Por fim, o texto tenta responder à
pergunta colocada anteriormente: 
Defesa de Palamedes seria um material
didático seguido como modelo jurídico ou apenas peça de propaganda de Górgias?
A autora relata que, pela primeira vez, é reconhecido o peso da educação nas
possibilidades do cidadão: não apenas a hereditariedade, mas o esforço poderia definir
o agir em sociedade. E cita a frase de Jacqueline de Romilly (2017, p. 327)

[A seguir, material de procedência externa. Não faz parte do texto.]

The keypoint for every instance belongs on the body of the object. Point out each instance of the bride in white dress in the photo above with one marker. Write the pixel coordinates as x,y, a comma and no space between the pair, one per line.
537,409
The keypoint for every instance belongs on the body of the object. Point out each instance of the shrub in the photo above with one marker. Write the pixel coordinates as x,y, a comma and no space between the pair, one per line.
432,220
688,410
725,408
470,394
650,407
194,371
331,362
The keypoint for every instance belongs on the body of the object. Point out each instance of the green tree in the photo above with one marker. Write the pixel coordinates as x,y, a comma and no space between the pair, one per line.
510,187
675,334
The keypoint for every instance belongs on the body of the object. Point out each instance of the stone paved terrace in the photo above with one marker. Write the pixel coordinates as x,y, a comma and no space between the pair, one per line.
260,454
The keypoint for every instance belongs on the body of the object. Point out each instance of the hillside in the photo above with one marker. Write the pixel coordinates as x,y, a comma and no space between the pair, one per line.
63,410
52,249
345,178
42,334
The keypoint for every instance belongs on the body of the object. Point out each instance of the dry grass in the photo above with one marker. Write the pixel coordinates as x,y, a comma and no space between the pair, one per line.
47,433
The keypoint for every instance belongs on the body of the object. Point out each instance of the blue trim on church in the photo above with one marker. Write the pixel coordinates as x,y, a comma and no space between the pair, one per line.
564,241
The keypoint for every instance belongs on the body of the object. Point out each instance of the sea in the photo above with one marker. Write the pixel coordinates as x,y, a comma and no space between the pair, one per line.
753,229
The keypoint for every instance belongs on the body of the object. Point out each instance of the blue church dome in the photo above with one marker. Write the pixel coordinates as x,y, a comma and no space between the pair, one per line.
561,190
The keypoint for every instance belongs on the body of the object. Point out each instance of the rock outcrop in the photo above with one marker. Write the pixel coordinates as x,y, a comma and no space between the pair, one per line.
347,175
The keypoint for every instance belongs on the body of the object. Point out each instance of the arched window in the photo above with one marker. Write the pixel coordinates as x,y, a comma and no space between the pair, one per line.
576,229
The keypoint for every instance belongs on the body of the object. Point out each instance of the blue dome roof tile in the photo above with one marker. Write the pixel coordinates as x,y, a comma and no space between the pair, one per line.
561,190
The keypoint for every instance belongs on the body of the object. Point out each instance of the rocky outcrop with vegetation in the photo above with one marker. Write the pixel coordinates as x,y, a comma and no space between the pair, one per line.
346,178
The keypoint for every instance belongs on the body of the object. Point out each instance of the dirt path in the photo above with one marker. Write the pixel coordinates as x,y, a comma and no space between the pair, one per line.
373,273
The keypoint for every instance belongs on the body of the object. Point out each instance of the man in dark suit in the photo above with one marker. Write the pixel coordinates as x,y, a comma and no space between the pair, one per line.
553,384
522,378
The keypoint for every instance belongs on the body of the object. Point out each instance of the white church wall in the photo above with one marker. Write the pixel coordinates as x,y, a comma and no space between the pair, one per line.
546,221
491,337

sobre os sofistas: “Tudo: eles provaram, criaram, inauguraram tudo...”
Conclui-se que, em 
Defesa de Palamedes e 
Elogio de Helena,
Górgias teria como objetivo demonstrar que ambos tiveram condenações injustas,
criando um modelo de retórica judicial que será seguido.
 
Traumatizados que somos pelos
efeitos da oratória fascista que levou à Segunda Guerra, tendemos a esquecer
que a persuasão só é possível em regimes de igualdade (ainda que parcial); a
tradição e a autoridade impedem ou anulam acordos coletivos. Por outro lado, a
onda pós-estruturalista (em que pesem os exageros) nos deu maior consciência
sobre os efeitos de verdade que estruturam mecanismos de dominação; nossa
percepção de ciência é muito mais próxima a de hipóteses provisórias que são
coerentes com um “mentir em conjunto” capaz de estabelecer previsões efetivas,
do que com o determinismo laplaciano do século XVIII. 
 
Também aceitamos que muitas vezes
podemos operar os fenômenos sem saber exatamente as causas. A sociedade
capitalista, que exigiu pagamento por toda atividade, também rompeu com a maior
acusação repetida contra os mestres sofistas. Tudo isso nos aproximou deles, em
que pese a propaganda de Platão; não por nada “
sophistes” eram chamados
os Sete Sábios da Antiguidade. 
 
Um dos maiores achados da pesquisa
é justamente a explicitação do pensamento de Górgias, que contradiz muitas
vezes o estereótipo sobre ele. Partindo do material conciso de um
discurso-modelo de uma defesa, a autora soube contextualizar o sofista,
posicionar-se no debate relativo a uma nova recepção desses pensadores e
ampliar a argumentação trazendo relações com outros autores clássicos, em
especial Aristóteles. O desafio que representa contrapor teses secularmente
estabelecidas com análises minuciosas deve ser valorizado. A contribuição na
abertura de um debate necessário sobre a revolução do período é notável. As
relações com nosso próprio tempo, que se voltou sobre a linguagem, e os debates
contemporâneos sobre relativismo e verdade científica são um campo a ser
explorado.
79 p.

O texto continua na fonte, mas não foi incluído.